El Trío III “Wie ein Hauch aus Licht und Schatten” (Como un soplo de luces y sombras) (2000; Trío Dhamar el 2 de octubre de 2003 en Madrid), escrito para la formación clásica (violín, violonchelo, piano) está dedicado a Cristóbal Halffter y fue estrenado en el Pabellón alemán de la Expo de Hannover el 3 de septiembre de 2000. La obra parte de nueve fragmentos poéticos de los Poemas de la consumación de Vicente Aleixandre, versos que aparecen decorando epigráficamente la partitura. Son los siguientes: “Ignorar es vivir/ Saber morirlo.// La memoria de un hombre/ está en sus besos.// El labio sólo sabe a su final/ sabor: memoria, olvido.// La huella de tu espuma,/ cuando el agua se va,/ queda en los bordes.// Llueve tu amor/ mojando mi memoria.// La majestad de la memoria es aire/ después o antes. Los hechos son suspiro./ Ese telón de sedas amarillas/ que un soplo empuja, y otra luz apaga.// La noche es larga,/ pero ya ha pasado.// Solo, desnudo,/ esperas.// Pero ya no amanece”. La obra es típica de Verdú, en la desfiguración del perfil clásico de los instrumentos, en el refinamiento exquisito de las texturas, en el juego de los límites (secuencias que bordean el silencio, un poco a la manera de Sciarrino; contrastes entre graves y agudos; juego entre los solistas y el conjunto, que puede llegar a producir sonoridades casi sinfónicas), en su base poética, que trasciende a la abstracción del puro sonido.
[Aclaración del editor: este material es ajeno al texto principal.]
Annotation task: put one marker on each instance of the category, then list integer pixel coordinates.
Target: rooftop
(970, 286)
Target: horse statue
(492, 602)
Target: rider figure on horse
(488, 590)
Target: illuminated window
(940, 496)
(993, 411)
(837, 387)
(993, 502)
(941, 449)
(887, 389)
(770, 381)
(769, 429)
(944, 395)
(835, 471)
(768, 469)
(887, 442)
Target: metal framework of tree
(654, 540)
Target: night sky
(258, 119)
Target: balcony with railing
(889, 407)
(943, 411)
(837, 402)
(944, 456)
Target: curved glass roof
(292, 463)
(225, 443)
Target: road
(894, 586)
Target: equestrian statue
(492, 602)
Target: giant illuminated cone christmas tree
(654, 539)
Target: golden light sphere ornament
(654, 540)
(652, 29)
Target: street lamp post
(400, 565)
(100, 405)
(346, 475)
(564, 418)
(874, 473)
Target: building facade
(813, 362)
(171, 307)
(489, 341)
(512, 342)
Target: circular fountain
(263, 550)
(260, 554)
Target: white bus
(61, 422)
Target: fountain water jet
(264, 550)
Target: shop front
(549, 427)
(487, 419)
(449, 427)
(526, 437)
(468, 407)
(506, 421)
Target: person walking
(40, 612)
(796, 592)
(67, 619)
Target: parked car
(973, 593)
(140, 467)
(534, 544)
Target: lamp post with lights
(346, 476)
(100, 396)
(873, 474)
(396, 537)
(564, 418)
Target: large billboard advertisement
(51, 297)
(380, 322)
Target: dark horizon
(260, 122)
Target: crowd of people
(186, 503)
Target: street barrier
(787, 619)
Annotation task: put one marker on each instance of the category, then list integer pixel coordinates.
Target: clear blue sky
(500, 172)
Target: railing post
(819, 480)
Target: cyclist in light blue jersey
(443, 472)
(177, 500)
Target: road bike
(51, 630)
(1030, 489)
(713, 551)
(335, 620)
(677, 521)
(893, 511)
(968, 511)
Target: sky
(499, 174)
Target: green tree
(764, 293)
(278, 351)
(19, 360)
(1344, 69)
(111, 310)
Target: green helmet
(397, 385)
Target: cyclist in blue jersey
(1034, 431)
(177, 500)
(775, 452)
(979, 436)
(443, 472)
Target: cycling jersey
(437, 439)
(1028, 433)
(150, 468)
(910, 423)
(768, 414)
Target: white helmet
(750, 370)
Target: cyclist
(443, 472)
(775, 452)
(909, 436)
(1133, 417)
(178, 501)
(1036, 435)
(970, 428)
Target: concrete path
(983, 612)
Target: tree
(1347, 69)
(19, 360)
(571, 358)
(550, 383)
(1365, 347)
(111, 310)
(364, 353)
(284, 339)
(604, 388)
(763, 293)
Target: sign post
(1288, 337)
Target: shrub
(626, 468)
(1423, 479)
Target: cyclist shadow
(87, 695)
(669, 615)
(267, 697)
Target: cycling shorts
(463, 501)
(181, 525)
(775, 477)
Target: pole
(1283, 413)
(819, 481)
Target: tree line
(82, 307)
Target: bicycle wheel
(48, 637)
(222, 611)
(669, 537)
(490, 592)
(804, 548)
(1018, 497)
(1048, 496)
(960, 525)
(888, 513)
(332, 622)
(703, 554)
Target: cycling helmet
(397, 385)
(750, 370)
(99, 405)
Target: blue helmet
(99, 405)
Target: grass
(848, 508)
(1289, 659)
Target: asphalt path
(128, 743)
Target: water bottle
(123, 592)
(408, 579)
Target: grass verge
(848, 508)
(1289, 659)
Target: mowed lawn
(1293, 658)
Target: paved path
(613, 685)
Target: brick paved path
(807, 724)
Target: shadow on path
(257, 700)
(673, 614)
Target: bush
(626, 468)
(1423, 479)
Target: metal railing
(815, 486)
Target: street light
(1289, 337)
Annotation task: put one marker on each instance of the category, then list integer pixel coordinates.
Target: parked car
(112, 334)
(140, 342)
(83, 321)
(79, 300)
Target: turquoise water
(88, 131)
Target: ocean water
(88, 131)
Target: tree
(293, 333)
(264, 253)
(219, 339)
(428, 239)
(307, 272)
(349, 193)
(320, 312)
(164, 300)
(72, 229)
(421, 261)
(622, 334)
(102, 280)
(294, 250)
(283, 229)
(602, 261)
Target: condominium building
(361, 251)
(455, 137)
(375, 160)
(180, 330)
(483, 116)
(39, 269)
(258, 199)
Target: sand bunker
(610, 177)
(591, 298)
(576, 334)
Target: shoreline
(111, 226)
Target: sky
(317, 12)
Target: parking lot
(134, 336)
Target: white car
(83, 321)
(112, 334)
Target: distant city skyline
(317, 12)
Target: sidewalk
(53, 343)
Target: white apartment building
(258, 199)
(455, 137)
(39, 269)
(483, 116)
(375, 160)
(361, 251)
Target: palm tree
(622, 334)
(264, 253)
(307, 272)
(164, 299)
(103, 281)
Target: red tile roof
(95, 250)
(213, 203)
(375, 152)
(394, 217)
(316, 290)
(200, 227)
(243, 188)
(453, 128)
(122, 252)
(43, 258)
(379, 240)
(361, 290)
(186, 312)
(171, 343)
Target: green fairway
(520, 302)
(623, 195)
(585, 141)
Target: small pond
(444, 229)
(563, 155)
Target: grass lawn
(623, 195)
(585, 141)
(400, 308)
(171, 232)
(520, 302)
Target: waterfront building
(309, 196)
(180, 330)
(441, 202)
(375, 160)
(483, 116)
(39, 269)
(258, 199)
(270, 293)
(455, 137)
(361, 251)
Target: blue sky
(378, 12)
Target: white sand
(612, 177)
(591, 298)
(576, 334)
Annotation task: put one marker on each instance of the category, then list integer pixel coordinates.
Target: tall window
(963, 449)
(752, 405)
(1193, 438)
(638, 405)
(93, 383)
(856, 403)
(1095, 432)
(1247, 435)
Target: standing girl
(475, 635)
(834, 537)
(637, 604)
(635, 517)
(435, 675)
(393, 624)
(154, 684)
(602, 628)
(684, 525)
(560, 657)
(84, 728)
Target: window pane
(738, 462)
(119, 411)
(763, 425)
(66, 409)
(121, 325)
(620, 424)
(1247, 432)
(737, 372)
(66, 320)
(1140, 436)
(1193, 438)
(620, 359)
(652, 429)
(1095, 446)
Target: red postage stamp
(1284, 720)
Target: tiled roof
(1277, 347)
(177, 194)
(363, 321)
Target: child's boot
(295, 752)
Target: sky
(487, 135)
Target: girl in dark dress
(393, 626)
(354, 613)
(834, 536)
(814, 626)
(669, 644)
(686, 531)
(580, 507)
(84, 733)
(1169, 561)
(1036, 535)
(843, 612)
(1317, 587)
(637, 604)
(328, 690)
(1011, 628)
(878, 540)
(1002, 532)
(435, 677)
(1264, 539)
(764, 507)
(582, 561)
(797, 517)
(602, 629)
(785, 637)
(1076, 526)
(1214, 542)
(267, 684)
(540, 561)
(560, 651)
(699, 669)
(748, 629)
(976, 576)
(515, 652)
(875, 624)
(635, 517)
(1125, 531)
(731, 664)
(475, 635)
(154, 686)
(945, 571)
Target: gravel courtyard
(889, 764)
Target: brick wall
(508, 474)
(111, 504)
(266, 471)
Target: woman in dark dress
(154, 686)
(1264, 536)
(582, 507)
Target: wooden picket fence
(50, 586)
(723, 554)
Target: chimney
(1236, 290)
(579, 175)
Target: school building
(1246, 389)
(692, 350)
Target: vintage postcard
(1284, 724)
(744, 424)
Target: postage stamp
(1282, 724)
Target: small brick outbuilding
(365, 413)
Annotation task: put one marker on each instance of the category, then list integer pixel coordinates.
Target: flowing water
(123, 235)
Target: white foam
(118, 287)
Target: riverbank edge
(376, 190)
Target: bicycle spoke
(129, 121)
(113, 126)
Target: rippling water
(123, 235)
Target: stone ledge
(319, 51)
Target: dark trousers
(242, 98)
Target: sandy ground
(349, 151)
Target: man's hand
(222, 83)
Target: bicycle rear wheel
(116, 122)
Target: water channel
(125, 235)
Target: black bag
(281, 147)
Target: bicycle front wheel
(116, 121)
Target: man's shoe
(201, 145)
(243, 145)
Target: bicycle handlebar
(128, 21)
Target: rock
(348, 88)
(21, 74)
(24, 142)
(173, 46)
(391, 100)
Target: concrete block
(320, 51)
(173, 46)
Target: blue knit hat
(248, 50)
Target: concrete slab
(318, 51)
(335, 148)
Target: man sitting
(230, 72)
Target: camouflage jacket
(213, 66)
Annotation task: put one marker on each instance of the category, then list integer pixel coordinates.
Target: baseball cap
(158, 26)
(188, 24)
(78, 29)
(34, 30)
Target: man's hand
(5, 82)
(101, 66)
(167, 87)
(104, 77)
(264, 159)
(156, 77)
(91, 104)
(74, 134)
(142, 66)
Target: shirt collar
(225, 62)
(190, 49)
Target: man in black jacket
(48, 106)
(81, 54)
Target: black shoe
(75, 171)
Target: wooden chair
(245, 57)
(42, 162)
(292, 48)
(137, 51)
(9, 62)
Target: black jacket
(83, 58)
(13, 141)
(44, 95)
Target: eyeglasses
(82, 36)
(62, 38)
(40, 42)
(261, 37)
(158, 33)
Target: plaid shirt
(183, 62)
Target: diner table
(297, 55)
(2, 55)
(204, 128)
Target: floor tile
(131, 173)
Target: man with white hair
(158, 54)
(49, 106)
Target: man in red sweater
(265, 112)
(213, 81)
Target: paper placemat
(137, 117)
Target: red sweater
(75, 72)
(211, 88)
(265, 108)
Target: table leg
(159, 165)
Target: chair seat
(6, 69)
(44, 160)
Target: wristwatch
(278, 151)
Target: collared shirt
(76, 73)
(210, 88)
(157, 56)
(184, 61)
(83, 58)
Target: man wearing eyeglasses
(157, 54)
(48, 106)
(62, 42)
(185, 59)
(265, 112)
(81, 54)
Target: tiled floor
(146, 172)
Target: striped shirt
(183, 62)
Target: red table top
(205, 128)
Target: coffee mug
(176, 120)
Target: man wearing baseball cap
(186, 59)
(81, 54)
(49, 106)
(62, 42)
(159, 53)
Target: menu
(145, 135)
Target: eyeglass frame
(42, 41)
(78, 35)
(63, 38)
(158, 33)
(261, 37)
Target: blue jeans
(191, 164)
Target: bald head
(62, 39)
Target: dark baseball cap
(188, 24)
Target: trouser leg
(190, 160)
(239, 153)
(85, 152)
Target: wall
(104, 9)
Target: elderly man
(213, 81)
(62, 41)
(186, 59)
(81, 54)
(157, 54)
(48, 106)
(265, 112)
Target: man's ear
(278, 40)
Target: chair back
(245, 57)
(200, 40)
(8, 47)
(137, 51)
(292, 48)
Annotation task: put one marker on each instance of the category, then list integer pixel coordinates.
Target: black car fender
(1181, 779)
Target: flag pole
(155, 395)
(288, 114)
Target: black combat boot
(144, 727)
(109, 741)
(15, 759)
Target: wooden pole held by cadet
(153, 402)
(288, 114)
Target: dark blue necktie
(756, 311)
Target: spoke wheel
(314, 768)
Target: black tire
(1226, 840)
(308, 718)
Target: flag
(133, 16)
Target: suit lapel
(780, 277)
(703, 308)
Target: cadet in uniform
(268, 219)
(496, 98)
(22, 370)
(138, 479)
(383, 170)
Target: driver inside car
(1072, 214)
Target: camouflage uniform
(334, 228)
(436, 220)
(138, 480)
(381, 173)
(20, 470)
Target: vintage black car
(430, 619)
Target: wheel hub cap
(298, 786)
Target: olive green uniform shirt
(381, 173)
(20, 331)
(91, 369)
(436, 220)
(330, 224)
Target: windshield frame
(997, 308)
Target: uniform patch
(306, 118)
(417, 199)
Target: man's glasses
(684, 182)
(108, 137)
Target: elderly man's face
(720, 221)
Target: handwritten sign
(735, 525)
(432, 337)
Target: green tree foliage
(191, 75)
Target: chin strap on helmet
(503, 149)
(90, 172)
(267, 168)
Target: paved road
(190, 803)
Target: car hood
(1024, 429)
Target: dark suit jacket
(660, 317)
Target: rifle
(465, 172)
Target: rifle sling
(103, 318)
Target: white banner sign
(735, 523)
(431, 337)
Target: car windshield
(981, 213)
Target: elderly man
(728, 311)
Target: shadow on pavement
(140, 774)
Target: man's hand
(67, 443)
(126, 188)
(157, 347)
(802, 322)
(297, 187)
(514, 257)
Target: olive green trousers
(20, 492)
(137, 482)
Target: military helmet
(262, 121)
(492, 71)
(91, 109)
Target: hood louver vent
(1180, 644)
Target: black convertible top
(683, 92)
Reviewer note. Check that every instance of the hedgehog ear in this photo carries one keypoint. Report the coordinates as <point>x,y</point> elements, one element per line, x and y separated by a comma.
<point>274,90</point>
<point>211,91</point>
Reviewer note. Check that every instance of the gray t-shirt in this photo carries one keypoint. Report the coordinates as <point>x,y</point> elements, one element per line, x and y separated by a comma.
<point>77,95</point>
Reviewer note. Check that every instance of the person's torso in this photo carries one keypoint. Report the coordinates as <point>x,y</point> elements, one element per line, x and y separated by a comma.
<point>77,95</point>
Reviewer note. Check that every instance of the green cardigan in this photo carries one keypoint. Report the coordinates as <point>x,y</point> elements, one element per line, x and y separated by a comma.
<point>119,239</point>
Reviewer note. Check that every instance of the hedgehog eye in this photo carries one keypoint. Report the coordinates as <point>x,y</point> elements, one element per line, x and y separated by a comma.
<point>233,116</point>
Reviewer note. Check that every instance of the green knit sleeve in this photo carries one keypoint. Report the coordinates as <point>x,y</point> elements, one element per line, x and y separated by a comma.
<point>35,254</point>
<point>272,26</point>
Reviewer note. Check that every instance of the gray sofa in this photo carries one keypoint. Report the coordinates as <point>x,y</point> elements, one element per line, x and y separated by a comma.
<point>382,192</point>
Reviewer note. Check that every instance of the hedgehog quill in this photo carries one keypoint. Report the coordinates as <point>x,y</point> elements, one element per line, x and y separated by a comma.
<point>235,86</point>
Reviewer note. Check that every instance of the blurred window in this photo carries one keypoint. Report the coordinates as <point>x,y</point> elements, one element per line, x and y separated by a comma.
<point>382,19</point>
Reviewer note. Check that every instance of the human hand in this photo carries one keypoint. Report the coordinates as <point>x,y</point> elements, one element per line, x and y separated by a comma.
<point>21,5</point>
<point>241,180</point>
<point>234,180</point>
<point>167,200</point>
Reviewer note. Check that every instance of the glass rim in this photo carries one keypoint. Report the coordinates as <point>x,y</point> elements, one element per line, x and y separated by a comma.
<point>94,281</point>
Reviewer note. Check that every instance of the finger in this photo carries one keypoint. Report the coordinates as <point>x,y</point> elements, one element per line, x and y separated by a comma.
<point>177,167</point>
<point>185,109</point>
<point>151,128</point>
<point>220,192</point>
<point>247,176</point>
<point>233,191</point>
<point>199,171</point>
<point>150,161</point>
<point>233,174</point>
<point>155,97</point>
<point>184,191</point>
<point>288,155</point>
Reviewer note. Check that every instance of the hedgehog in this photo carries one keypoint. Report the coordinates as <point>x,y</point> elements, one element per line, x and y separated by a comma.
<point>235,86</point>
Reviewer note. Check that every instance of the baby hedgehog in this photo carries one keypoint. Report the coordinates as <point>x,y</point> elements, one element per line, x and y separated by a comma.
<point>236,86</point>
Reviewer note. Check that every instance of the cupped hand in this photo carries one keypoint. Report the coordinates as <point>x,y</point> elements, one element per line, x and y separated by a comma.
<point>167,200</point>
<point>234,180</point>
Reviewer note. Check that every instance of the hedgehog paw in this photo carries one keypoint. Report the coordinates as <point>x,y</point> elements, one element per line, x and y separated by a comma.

Arquitecturas del silencio (2004; Esteban Algora el 12 de marzo de 2005 en Madrid) es una obra escrita para acordeón solo que estrenó Esteban Algora en el Festival de Cagliari el 24 de noviembre de 2004 y que forma parte de un ciclo reciente que se engloba bajo el título genérico de Arquitecturas. Como puede imaginarse cualquiera a estas alturas, el acordeón suena a todo menos al acordeón tradicional de los que tanto escuchamos ahora por las calles en manos de inmigrantes balcánicos. Empleado a la vez como instrumento de viento y de percusión, Sánchez Verdú combina la emisión de aire (sin altura definida) y el puntillismo de los toques percutivos sobre la caja con largas líneas mantenidas en el tiempo, creando, a través del sentido más puramente físico del sonido (aire, madera, zumbido) una curiosa y paradójica sensación de irrealidad.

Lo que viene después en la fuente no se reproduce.